BioTransformer is an open access software tool, and freely accessible web service for accurate, and comprehensive in silico metabolism prediction and metabolite identification. It consists of a Metabolism Prediction Tool (BMPT), and a Metabolite Identification Tool (BMIT). BioTransformer also assists scientists in metabolite identification, based on the metabolism prediction.

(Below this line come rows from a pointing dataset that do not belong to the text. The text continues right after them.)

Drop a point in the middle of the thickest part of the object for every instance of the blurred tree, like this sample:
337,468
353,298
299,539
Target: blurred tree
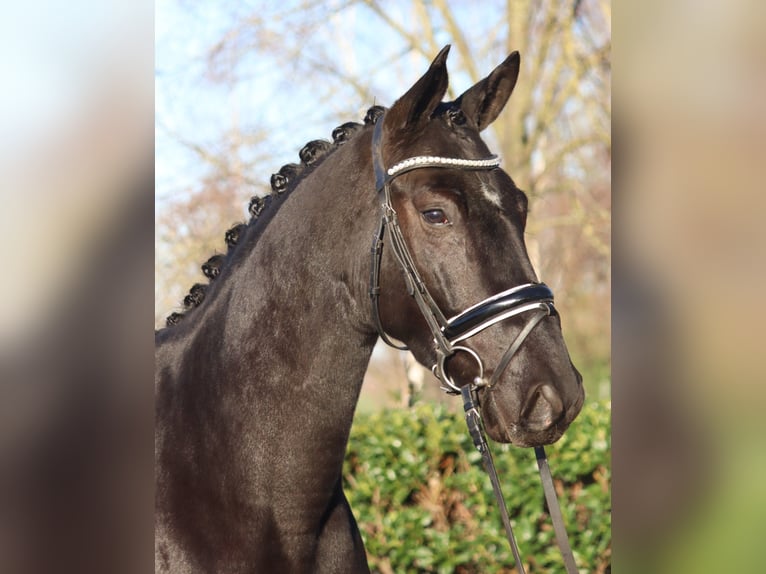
319,64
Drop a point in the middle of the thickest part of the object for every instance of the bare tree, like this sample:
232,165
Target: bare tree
324,63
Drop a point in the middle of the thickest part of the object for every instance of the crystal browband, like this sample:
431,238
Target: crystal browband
436,161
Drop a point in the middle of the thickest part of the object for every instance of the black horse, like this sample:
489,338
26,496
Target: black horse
257,382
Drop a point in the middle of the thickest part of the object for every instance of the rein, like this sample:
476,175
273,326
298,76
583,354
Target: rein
535,298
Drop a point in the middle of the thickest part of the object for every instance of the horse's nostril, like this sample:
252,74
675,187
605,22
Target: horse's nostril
543,408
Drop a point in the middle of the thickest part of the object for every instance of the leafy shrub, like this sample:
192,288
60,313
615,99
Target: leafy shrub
424,503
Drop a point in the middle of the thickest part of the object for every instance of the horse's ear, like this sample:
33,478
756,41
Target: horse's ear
415,107
483,102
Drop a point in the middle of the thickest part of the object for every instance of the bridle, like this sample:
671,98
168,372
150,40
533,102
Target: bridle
535,299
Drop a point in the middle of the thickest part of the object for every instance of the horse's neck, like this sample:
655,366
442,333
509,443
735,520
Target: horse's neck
278,354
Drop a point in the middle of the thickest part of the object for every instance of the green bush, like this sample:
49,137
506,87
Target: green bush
424,503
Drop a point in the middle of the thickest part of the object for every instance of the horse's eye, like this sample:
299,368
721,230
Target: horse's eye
435,217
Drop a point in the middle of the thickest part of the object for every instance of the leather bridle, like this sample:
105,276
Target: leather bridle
534,298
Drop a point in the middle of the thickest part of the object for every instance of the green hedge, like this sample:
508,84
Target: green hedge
424,504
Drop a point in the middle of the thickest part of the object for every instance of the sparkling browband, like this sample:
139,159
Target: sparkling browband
424,160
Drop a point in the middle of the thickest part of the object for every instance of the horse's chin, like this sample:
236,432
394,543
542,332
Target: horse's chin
520,436
500,429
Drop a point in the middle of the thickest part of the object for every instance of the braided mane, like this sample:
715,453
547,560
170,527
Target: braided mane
262,208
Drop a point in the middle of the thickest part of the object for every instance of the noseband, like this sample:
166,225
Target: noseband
535,298
448,333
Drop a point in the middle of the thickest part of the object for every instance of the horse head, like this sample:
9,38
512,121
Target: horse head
469,304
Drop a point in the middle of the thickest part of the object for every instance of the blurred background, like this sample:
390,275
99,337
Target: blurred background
76,181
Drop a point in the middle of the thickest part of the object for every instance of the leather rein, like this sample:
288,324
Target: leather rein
534,298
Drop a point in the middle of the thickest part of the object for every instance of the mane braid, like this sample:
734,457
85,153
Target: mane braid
262,208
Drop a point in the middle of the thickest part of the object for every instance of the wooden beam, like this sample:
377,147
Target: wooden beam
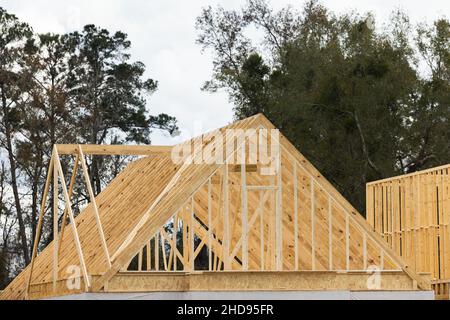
313,226
296,225
330,233
209,226
71,186
107,150
279,219
55,222
40,221
72,221
261,227
191,236
95,208
226,222
347,241
244,217
255,281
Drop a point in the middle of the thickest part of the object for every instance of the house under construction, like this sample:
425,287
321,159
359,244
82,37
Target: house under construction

The current version of the BioTransformer Rails application is 1.0.0.
Structure and Implementation
The BMPT consists of five independent prediction modules called “transformers”, namely:
- the EC-based transformer
- the CYP450 (phase I) transformer
- the phase II transformer
- the human gut microbial transformer
- the environmental microbial transformer (See Fig. 1).

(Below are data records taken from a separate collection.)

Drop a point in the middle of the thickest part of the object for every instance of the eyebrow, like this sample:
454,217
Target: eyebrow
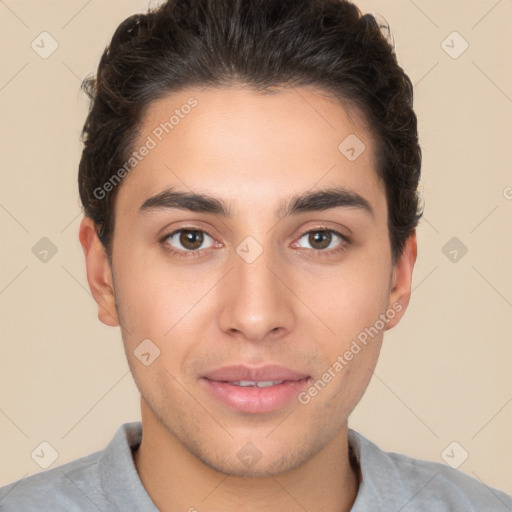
318,200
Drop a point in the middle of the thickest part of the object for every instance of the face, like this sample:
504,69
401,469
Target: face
261,301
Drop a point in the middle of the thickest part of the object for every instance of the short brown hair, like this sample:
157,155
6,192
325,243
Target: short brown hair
264,44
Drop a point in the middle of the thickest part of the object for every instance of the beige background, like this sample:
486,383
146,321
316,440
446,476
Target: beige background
445,371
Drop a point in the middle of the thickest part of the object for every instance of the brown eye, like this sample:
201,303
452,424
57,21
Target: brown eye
322,239
187,239
319,239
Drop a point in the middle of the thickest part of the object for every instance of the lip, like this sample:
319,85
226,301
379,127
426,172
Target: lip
261,373
255,400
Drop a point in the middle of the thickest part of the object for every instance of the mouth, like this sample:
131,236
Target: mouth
255,390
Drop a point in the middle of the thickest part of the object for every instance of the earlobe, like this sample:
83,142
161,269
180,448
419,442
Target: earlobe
99,275
400,292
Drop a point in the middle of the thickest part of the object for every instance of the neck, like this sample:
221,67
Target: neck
176,480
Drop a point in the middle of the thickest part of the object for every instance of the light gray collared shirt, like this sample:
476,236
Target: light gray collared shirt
107,480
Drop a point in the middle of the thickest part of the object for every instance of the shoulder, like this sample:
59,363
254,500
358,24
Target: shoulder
93,482
65,487
419,485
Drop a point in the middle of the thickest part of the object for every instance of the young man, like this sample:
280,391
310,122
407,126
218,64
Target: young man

- a biotransformation database (called BioTransformerDB) containing detailed annotations of experimentally confirmed metabolic reactions
- a reaction knowledgebase containing generic biotransformation rules, preference rules, and other constraints for metabolism prediction
- a reasoning engine that implements both generic and transformer-specific algorithms for metabolite prediction and selection.
BioTransformer’s Metabolite Identification Tool builds on the BMPT to identify specific metabolites using mass spectrometry (MS) data, namely accurate mass or chemical formula information.
A comprehensive evaluation of BioTransformer showed that it was able accurately predict human and human gut metabolism of a diverse set of compounds (See Fig. 2), ranging from endogenous molecules (e.g. glycerophospholipids) to xenobiotics (e.g. pharmaceuticals, pesticides, and other environmental contaminants). Moreover, it was able to outperform two state-of-the-art commercially available tools (Meteor Nexus and ADMET Predictor), with precision and recall values up to 7 times better than those obtained for Meteor Nexus or ADMET Predictor on the same sets of pharmaceuticals, pesticides, phytochemicals or endobiotics under similar or identical constraints. Furthermore BioTransformer was able to reproduce 100% of the transformations and metabolites predicted by the EAWAG Pathway Prediction system. Using mass spectrometry data obtained from a rat experimental study with epicatechin supplementation, BioTransformer was also able to correctly identify 39 previously reported epicatechin metabolites via its Metabolism Identification Tool, and suggest 28 potential metabolites, 17 of which matched nine monoisotopic masses for which no evidence of a previous report could be found (See Fig. 3).